Long Beach Man, 82, Sentenced to Seven Years in 1987 Manslaughter Case; Killer Caught After 22 Years on the Lam
Richard Rodgers, a.k.a. Roger Cook, and his defense attorney, John Curry of the Maricopa Legal Defender's Office, await sentencing. Rodgers received a seven-year sentence
Image: Ray Stern
An 82-year-old man caught last year for a 1987 murder -- and the central character of a feature article this week in New Times -- was sentenced today to seven years in prison.
As detailed in the article, Richard Rodgers gunned down 23-year-old Terry Keenan in a parking lot for doing nothing more than taunting him.
Rodgers, then 59 and going by the name of Roger Cook, had been standing on a 2nd-floor balcony when he pulled the trigger of his .357 Magnum. The authorities never verified his identity, and a judge let him out of jail on a low bond a few weeks after his arrest.
Rodgers fled to California, retired from his job as a truck driver, and lived a quiet life until the U.S. Marshal's Service decided to look for him. It turned out he was pretty easy to find. But, of course, he's much older now.
Not that his age or health status matters one bit to Verda Kazman, the mother of Terry Keenan.
Verda Kazman shows Richard Rodgers a picture of her son, Terry Keenan, who Rodgers killed in 1987
Image: Ray Stern
When given a chance to address the court, Kazman -- who had flown to Phoenix from Michigan for the hearing -- placed a framed photo of her dead son on a table for Rodgers to see.
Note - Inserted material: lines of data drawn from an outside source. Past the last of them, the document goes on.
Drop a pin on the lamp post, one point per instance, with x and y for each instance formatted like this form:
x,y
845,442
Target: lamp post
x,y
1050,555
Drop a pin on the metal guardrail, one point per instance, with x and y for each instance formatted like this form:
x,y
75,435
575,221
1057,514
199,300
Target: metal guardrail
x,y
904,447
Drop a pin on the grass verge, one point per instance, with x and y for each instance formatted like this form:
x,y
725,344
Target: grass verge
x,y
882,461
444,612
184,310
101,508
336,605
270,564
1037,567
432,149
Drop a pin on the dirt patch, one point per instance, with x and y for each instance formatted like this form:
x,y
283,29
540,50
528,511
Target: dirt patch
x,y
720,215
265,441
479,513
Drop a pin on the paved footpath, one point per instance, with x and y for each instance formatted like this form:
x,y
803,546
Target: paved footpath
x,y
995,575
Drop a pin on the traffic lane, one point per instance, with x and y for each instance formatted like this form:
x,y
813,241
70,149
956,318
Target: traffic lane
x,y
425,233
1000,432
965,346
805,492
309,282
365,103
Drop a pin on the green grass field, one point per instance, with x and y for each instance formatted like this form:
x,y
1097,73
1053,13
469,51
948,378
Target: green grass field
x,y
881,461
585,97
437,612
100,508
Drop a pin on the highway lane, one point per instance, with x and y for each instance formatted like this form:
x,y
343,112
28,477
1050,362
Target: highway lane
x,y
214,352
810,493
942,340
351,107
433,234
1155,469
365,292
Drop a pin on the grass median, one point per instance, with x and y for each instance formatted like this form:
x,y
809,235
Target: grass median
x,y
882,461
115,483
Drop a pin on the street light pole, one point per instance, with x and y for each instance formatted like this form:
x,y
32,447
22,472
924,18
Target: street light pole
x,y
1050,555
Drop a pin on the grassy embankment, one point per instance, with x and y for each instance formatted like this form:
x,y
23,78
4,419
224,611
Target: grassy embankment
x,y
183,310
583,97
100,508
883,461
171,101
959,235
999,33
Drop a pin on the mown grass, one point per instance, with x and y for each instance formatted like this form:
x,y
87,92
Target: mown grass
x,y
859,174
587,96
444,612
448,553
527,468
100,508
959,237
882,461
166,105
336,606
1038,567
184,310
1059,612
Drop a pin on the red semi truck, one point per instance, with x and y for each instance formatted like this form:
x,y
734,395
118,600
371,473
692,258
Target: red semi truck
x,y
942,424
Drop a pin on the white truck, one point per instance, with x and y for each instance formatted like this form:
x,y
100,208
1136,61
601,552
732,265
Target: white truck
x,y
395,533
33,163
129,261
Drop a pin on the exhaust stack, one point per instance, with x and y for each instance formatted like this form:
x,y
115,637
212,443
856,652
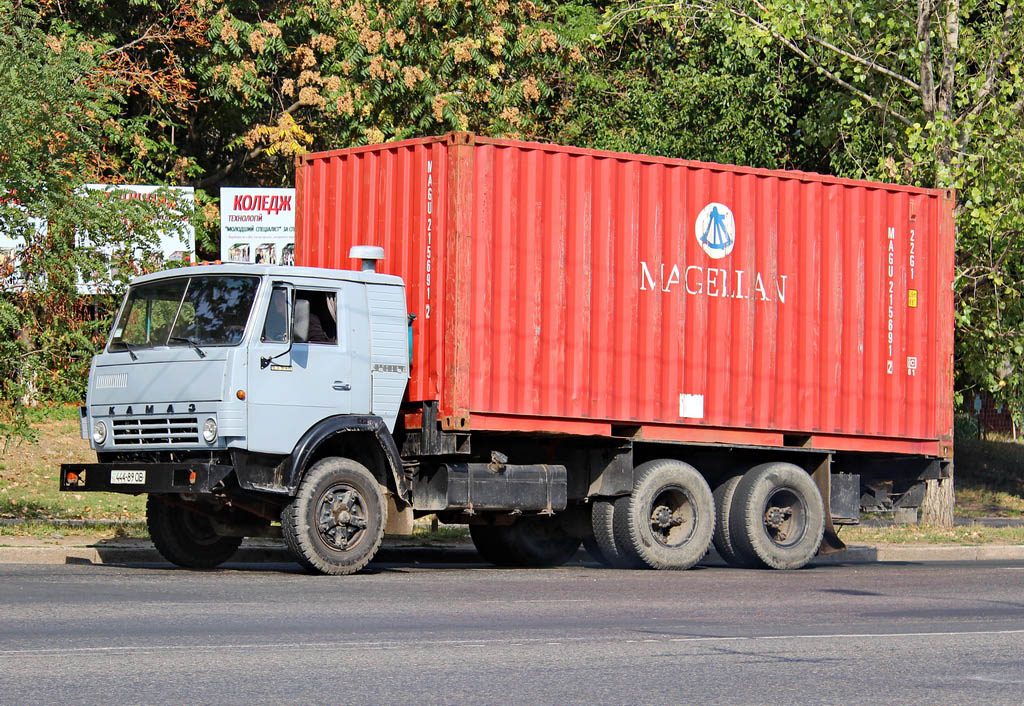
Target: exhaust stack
x,y
369,254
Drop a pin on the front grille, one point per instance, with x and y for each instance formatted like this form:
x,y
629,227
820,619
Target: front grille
x,y
153,430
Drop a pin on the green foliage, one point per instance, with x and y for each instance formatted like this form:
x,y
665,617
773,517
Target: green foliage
x,y
56,109
650,85
929,93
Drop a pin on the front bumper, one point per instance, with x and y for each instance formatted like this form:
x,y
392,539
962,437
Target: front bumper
x,y
142,478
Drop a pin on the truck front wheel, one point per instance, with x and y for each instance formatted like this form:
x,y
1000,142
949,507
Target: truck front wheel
x,y
777,517
669,520
186,538
335,524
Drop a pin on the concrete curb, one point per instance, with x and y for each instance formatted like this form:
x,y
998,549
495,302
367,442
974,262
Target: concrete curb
x,y
264,551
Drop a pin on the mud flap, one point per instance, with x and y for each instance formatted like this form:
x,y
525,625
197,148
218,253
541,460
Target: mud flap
x,y
830,542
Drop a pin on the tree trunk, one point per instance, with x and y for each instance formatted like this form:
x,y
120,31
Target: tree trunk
x,y
937,507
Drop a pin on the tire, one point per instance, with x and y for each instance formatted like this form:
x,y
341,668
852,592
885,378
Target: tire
x,y
535,541
777,517
669,521
602,522
185,538
335,524
723,538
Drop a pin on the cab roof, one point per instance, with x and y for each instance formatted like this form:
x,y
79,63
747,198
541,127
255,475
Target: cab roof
x,y
273,271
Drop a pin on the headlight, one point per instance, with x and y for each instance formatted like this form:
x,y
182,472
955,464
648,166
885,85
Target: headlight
x,y
210,430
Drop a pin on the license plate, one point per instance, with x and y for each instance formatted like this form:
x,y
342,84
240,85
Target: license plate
x,y
127,478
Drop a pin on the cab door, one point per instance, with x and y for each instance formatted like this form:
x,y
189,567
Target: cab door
x,y
295,382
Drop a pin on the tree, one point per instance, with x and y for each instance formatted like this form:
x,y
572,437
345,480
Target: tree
x,y
58,108
654,87
235,89
928,92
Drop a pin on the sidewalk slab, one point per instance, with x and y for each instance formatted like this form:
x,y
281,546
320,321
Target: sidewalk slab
x,y
31,550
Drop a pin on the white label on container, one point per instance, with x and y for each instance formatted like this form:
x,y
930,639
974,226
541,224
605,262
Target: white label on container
x,y
691,406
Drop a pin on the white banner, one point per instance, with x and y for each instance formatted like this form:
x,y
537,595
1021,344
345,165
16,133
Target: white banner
x,y
178,246
257,225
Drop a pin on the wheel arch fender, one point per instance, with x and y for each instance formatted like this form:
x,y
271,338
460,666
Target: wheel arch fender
x,y
364,439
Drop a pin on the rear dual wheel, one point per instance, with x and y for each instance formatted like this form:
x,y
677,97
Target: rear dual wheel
x,y
775,518
666,523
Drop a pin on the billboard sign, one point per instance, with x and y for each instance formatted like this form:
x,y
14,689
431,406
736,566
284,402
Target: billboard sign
x,y
257,225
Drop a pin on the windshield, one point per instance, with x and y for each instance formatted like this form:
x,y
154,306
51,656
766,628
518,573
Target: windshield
x,y
196,310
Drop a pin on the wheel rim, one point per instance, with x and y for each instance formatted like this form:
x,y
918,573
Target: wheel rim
x,y
673,516
784,517
341,517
The old man stared at the picture, a serious and somewhat stunned look on his face. Kazman pulled out another picture: Keenan's younger brothers. Then a final picture -- the kids and grandchildren of her boys.
"This is the family that never got to meet (Terry)," she said, her hands shaking. "The family has not stopped grieving."
She asked for the maximum sentence of 10 years, as did the prosecutor, deputy county attorney Bernita Clark.
John Curry, Rodgers' attorney, argued that Rodgers should get probation, noting that he's already served the last 14 months in jail.
The decision was a tough one for Maricopa Superior Court Judge Joseph Kreamer.
Before him was an octogenarian in a wheelchair, with many diagnosed medical ailments, facing punishment for a cold-blooded murder he'd committed long ago. To compound the problem for Kreamer, Rodgers now claims he has no memory of the crime.
But if the old guy off easy, that would be like "rewarding" him for fleeing before his trial 23 years ago, the judge mused while debating with Rodgers' defense attorney. "He'd get credit for walking out the door ... That doesn't strike me as right."
Kreamer and Curry engaged in a somewhat philosophical debate on the issue for about 15 minutes. To the amusement of several other inmates in the courtroom, the judge and lawyer chatted about the meaning of incarceration, the nature of justice and how no one could know what sentence might have been meted out in 1987. Curry noted that it would be expensive to taxpayers to keep Rodgers in prison.
Kreamer said he would take no pleasure in handing out a sentence that likely meant the 82-year-old would die behind bars. But he couldn't discount the fact that Rodgers had blown off his responsibility to society and fled the system for two decades.
The judge asked Rodgers if he had anything to say.
"No, I don't think so," Rodgers said. "Except one thing: My memory doesn't go back that far... I don't have memory of (the crime) at all."
Kreamer then sentenced Rodgers to seven years in prison, minus the 14 months he's already spent in jail. Rodgers was also ordered to pay $9,430 in restitution to Keenan's surviving brother to reimburse funeral expenses, and to pay the cost of Kazman's flights to Phoenix.
Connie Watkins, one of Rodgers' daughters, was in the courtroom with a young woman, but didn't want to comment for this article.
Kazman went back to her hotel on Central Avenue, where she planned to stay until flying home to Michigan on Friday. We spent a few minutes with her to talk and give back some pictures New Times had borrowed for the article.
"It's been a rough road," she says.
She still has many questions about the case that plague her. She can't stop dwelling about them.